Matson on Music
Top three performances I saw at Capitol Hill Block Party
Posted by Andrew Matson
As anyone who was there can attest, Capitol Hill Block Party 2009 was a lot of fun.
Its fenced-off blocks of Pike Street were never so packed you couldn't find a place to stand without people touching you (unlike last year), so whatever you were doing, there was a place to socialize and collect your thoughts.
The music seemed uniformly well-played and, for the most part, well-engineered. There were sound issues during some sets -- Deerhunter and Black Lips' on the main stage Friday, for instance -- but mostly everything sounded great.
Only one problem: Standing near any stage. The main, Vera, and Neumo's stages opened up to solid walls of people, and unless you were in the front row or very tall, you probably did a lot more hearing than seeing Block Party performers.

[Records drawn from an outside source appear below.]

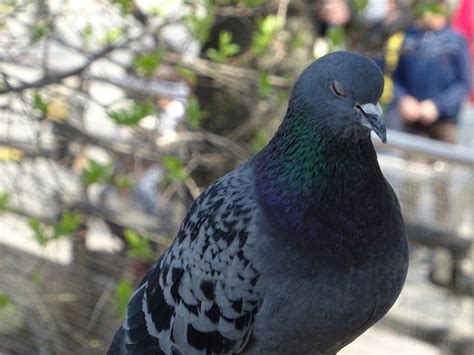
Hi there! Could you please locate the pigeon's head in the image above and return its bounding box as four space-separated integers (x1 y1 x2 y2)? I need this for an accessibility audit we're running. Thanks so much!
293 52 386 142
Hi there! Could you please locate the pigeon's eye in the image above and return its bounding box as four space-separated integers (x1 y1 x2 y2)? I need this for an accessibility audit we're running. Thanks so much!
331 80 347 96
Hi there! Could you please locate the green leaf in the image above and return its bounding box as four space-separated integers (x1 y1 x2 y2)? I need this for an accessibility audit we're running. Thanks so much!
0 291 13 309
101 27 126 46
258 72 272 97
413 2 448 17
176 66 196 83
327 26 346 46
186 96 208 129
107 99 155 126
53 210 82 239
252 128 268 153
82 159 113 186
33 91 49 116
251 15 284 55
132 50 164 78
30 20 50 44
28 218 51 246
354 0 369 13
206 31 240 63
124 229 155 261
287 32 305 49
112 278 133 319
163 155 188 182
0 191 10 211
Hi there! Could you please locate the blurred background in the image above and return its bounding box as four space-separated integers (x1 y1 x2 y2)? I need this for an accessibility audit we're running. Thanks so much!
0 0 474 355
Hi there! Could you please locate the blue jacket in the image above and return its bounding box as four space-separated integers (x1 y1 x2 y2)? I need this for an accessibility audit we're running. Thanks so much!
393 26 470 120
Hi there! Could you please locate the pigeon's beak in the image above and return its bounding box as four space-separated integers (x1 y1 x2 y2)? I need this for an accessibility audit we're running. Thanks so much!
356 103 387 143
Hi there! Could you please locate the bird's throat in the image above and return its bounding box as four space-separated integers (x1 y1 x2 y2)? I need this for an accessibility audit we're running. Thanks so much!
255 120 386 242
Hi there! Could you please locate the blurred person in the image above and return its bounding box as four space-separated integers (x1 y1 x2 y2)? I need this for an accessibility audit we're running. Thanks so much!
313 0 352 58
452 0 474 147
393 0 470 228
393 0 470 143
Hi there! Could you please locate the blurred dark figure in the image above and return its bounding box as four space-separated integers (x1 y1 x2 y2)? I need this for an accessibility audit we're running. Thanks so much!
393 1 470 143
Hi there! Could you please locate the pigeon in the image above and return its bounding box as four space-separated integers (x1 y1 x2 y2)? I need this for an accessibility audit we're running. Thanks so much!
109 52 408 354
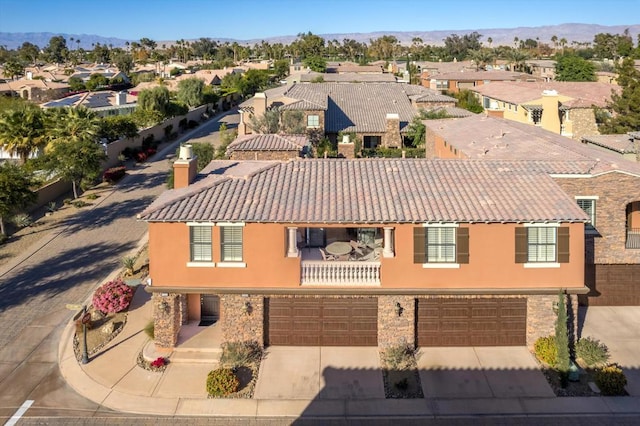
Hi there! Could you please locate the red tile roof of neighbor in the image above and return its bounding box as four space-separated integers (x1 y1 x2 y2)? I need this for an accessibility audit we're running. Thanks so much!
139 159 588 223
227 134 309 153
423 114 640 176
470 81 621 108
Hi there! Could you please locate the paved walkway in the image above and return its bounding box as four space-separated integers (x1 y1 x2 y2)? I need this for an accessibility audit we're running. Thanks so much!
59 288 640 422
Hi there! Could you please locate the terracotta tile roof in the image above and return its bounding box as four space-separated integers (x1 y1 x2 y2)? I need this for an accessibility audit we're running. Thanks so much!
227 134 309 155
138 159 588 223
582 134 640 154
470 81 620 108
423 114 640 176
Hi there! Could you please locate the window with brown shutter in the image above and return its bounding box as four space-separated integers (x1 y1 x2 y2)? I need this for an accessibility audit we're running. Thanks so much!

Friday, I saw a lot of acts, but spent almost the entire day Saturday presenting and wrangling performers in Caffe Vita's Bean Room. A group of people from KEXP 90.3 FM partnered with myself and my video team to film concerts every hour on the half hour; we more or less threw our own festival, and brought people in to watch randomly, by handing out tickets in the Block Party crowd. HD videos will be up soon at seattletimes.com/matsononmusic. The crowning event from our Bean Room filming was an interview with Block Party headliners Sonic Youth, during which I sweated underneath stage lights while the legends of experimental rock made fun of me. It was an honor.
Sonic Youth played mostly songs from its new album "The Eternal," and there really could have been no better cap to a festival cohered by "alternative" rock: Sonic Youth all but invented the tag in the '80s and '90s.

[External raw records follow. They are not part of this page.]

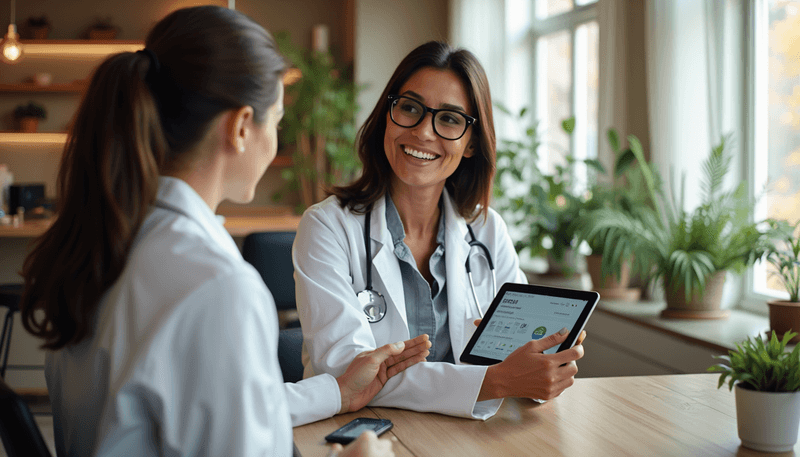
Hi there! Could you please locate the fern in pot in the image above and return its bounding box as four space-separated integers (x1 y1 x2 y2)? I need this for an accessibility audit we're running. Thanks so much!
587 136 768 319
709 332 800 452
766 221 800 343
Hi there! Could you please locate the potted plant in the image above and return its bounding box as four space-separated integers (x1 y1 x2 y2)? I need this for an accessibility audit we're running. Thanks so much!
273 32 360 212
586 136 768 319
87 17 119 40
14 102 47 133
708 332 800 452
575 128 661 301
766 221 800 343
494 105 605 276
25 14 50 40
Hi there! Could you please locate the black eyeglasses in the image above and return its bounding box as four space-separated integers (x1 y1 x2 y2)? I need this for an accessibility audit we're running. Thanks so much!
389 95 477 140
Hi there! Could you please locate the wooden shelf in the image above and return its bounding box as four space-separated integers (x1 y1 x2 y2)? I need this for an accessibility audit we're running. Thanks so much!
0 132 67 146
21 40 144 57
0 82 86 93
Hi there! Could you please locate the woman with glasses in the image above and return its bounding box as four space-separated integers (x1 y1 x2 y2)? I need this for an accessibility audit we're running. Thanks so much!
22 6 427 456
294 42 583 419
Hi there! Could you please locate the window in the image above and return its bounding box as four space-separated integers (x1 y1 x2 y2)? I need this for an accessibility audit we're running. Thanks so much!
504 0 599 187
748 0 800 306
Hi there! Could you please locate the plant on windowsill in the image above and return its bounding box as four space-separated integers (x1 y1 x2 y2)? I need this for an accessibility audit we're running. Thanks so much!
14 102 47 133
586 136 768 319
575 128 661 301
766 220 800 343
273 32 361 212
708 331 800 452
494 105 605 276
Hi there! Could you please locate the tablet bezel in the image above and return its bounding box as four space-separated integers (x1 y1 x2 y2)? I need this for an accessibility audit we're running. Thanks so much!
459 282 600 365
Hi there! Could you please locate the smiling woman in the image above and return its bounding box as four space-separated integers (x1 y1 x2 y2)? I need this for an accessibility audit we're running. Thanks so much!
293 42 583 419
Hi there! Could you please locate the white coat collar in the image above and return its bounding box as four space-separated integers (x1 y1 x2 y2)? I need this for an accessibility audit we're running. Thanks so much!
370 189 478 352
155 176 241 257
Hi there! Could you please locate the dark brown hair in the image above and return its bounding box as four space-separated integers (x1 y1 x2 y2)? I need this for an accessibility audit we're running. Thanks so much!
21 6 285 349
331 41 496 220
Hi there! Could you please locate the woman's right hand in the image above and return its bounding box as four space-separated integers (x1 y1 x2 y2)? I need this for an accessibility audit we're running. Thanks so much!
478 329 583 401
328 430 394 457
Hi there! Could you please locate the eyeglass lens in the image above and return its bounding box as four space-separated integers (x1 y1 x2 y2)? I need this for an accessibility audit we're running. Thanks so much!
390 97 469 140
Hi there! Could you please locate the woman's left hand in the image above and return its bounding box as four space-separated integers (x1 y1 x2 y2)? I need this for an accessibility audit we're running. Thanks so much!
336 334 431 413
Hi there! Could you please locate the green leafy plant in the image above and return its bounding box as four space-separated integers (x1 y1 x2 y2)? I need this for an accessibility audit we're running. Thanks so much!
273 32 361 211
494 105 605 268
14 102 47 119
575 128 661 277
708 331 800 392
586 135 768 299
766 220 800 302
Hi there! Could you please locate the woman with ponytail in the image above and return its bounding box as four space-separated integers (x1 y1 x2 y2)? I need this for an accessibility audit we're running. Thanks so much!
17 6 429 456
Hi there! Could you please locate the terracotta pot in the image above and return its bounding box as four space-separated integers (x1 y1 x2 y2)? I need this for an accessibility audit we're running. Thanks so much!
661 271 730 319
767 300 800 343
19 117 39 133
586 254 642 301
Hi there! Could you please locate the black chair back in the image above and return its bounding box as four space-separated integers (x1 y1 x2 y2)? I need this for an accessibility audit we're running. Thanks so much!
242 232 297 311
0 379 51 457
278 327 303 382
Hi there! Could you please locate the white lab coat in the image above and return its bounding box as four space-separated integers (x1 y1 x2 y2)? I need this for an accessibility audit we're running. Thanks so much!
45 177 341 457
293 191 526 419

Here are the top performances I saw at Capitol Hill Block Party:
The Portland band had the crowd ecstatic Friday, dancing and jumping and nearly flattening the metal fences that were supposed to be keeping it corralled. The music was sweeping synth-pop, but sometimes turned into pounding dance jams. Off and on, multiple members of the four-man band played drums at the same time, and all of them wore dresses.
Beth Ditto's voice ringing through Pike Street Saturday night was a revelation. As she took it from sweet, girly tones to her trademark gravel-blues shout-scream, it was hard to imagine a stronger sounding front-woman in all of rock. Her skintight black and white striped dress was bold, as well. Gossip's Rick Rubin-produced songs were sinister and arena-ready (my first time hearing them), and its murderous version of Aaliyah's "Are U That Somebody" is still ringing in my ears.
Micachu and the Shapes
The UK band played what was plainly the most creative music at Block Party, no small feat in a line-up filled with creative acts taking unusual approaches. Micachu's was most unusual, though: Drum sounds from rusty coffee cans, guitars played above where you're "supposed" to put your fingers, and sharply anthemic vocals put the band's music in a class of its own.